Oyo operates through a group of companies. The parent Oravel Stays has two joint venture entities with Japanese investment firm SoftBank, which is about 48 per cent owner of Oyo, to acquire and refurbish properties. For instance, the propco JV called Mountainia Developers owns assets operated by Oyo. Some of the recent hotel acquisitions in India - one in Jaipur, Ahmedabad, and Chandigarh each - have been done through this JV.
In December, Oyo carried out a large global restructuring exercise that resulted in about 2,000 people losing jobs in India alone. It also exited nearly 200 Indian cities out of 800 cities previously. More retrenchments took place across China and the US operations. "The layoffs (last year) were business decisions prompted by reflections to annually improve, right from focussing in right cities, centralising partner experience for consistency and swiftness, the improvement in losses is just one of the outcomes. The goal of (restructuring) exercise was never to reduce losses and neither is it reflective of a reduced outlook for the business," says the Oyo spokesperson.

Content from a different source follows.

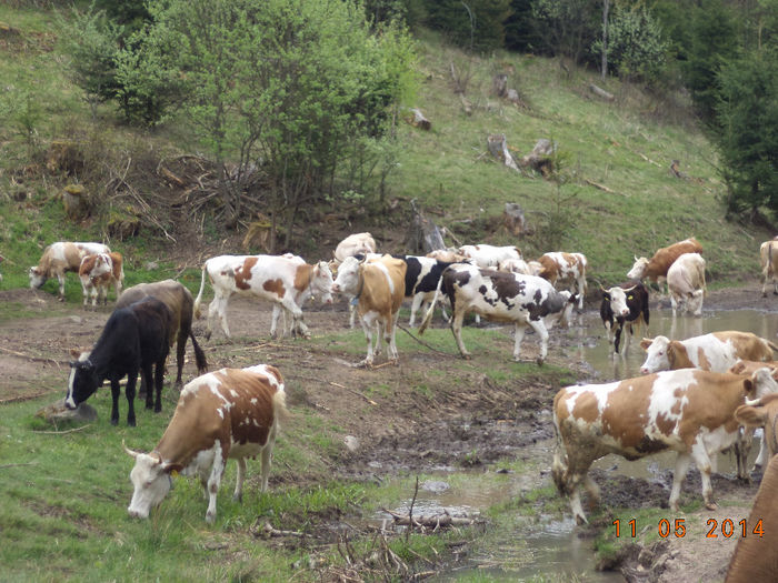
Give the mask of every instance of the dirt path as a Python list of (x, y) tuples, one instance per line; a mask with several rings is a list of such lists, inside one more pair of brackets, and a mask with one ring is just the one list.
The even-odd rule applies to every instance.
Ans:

Oyo says that its growth philosophy is centred on three phases. In the first stage, the focus is on scale and presence which is followed by creating a strong brand resonance and ensuring improved gross margin. In the final stage, which is where Indian operations are, the focus is to maintain strong brand preference while ensuring clear path to profitability, enabled by accretive growth, operational excellence, and strong gross margin.
Although Oyo has been silent on its potential timeline to turn profitable, it had filed a valuation report with the ministry of corporate affairs (MCA) last year which said that it would turn profitable by 2022. After Vijay Shekhar Sharma-run Paytm, Oyo is currently the second-most valuable start-up in India with a valuation of $10 billion. In the history of hospitality sector, it's hard to find any comparables to the home-grown Oyo. Founded in 2013 by Agarwal, Oyo has many firsts to its name. Last year, the chain crossed over a million hotel rooms in over 800 cities, making it the second-largest hotel chain globally.